Influence of tracer selection on protein synthesis rates at rest and postexercise in multiple human muscles


Journal Title (Medline/Pubmed accepted abbreviation): Metabolism- Clinical and Experimental
Year: 2011
Volume: 60
Page numbers:689-697
doi (if applicable): 10.1016/j.metabol.2010.07.003

Summary of background and research design

Background: In order to measure rates of protein synthesis, isotopically-labeled amino acids can be injected and then muscle protein can be analyzed for the incorporation of the isotopes. An isotope is simply a way to label a specific atom so that its fate can be monitored; all isotopes have nearly identical chemical properties to their specific element. Different labs have chosen different amino acids to label for rate of protein synthesis experiments, for example phenylalanine or leucine, and it is unknown whether the results from these labs are comparable to one another.
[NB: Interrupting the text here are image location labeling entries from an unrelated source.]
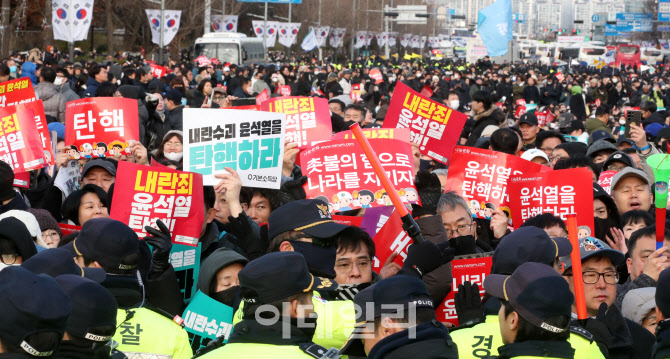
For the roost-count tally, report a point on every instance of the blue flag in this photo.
(495, 27)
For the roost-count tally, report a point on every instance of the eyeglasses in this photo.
(463, 230)
(347, 267)
(593, 277)
(9, 258)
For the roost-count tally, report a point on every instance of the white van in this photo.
(230, 47)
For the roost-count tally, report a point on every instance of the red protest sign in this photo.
(605, 180)
(472, 270)
(426, 91)
(20, 145)
(339, 172)
(158, 71)
(434, 127)
(262, 97)
(284, 90)
(307, 118)
(16, 92)
(376, 75)
(559, 192)
(101, 126)
(481, 177)
(151, 193)
(41, 122)
(401, 134)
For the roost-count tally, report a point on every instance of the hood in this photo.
(216, 261)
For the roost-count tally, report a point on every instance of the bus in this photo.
(230, 47)
(628, 55)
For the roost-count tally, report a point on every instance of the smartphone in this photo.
(632, 116)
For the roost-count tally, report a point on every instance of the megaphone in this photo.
(660, 164)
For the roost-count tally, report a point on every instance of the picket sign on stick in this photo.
(408, 223)
(573, 235)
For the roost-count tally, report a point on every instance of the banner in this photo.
(288, 32)
(434, 127)
(472, 270)
(340, 172)
(250, 142)
(101, 126)
(481, 177)
(307, 119)
(15, 92)
(559, 192)
(206, 319)
(152, 193)
(171, 19)
(271, 31)
(337, 36)
(20, 145)
(71, 19)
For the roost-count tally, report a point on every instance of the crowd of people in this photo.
(302, 285)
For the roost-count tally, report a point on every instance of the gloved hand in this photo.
(426, 257)
(469, 307)
(161, 241)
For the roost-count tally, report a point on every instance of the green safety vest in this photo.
(335, 321)
(148, 332)
(483, 340)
Research goals: 1) To compare the usage of isotopically-labeled phenylalanine or leucine for measurement of protein synthesis, 2) to analyze the effect of aerobic exercise (45 min at 75% VO2max on a treadmill) on muscle protein synthesis.

Subjects: Eight aerobically trained male subjects, age 26 ± 2 yrs. old

Experimental design: Repeated measures

Protocol: Subjects were evaluated for their VO2maxand then reported to the laboratory 3 times:  1) Measurement of resting rate of muscle protein synthesis, 2) Exercise by running on the treadmill at 75% VO2max for 45 min, 3) Measurement of post-exercise rate of muscle protein synthesis (24 hrs later).
           All trials were performed in the morning after an overnight fast.  To measure the rate of resting protein synthesis, the subjects were infused with deuterated phenylalanine and leucine.  The infusion was primed to achieve equilibrium and then the rate of infusion was 0.05 µmol/min/kg body weight for 2H-Phe (following a prime of 2 µmol/kg) and 0.12 µmol/min/kg body weight for 2H-Leu (following a prime of 4.8 µmol/kg).  Blood was drawn at baseline and every hour for 6 hrs (except hour 1).  At 2 and 6 hrs, 8 total muscle biopsies were obtained from the vastus lateralis (outer quad) and the soleus (part of the calf muscle).  The post-exercise rate of muscle synthesis was performed similarly, but unlabeled amino acids were infused at 2 hrs (1.35 mL/hr/kg after a priming dose of 0.45 mL/kg).  The infusion rate of the labeled amino acids was also doubled and an additional prime was injected to maintain the isotope concentration. 

Summary of research findings
  • Both labeled Phe and Leu yielded the same results for rate of resting muscle protein synthesis: 0.080 ± 0.007%/hr for Phe and 0.085 ± 0.004%/hr for Leu in the vastus lateralis and 0.086 ± 0.008%/hr for Phe and 0.094 ± 0.008%/hr for Leu in the soleus.
  • Protein synthesis occurred at a faster rate after exercise in both muscles: 0.110 ± 0.010%/hr for Phe and 0.109 ± 0.005%/hr for Leu in the vastus lateralis and 0.080 ± 0.007%/hr for Phe and 0.123 ± 0.008%/hr for Leu in the vastus lateralis.  These values are statistically significant when comparing resting to post-exercise but not when comparing between the tracers or muscles.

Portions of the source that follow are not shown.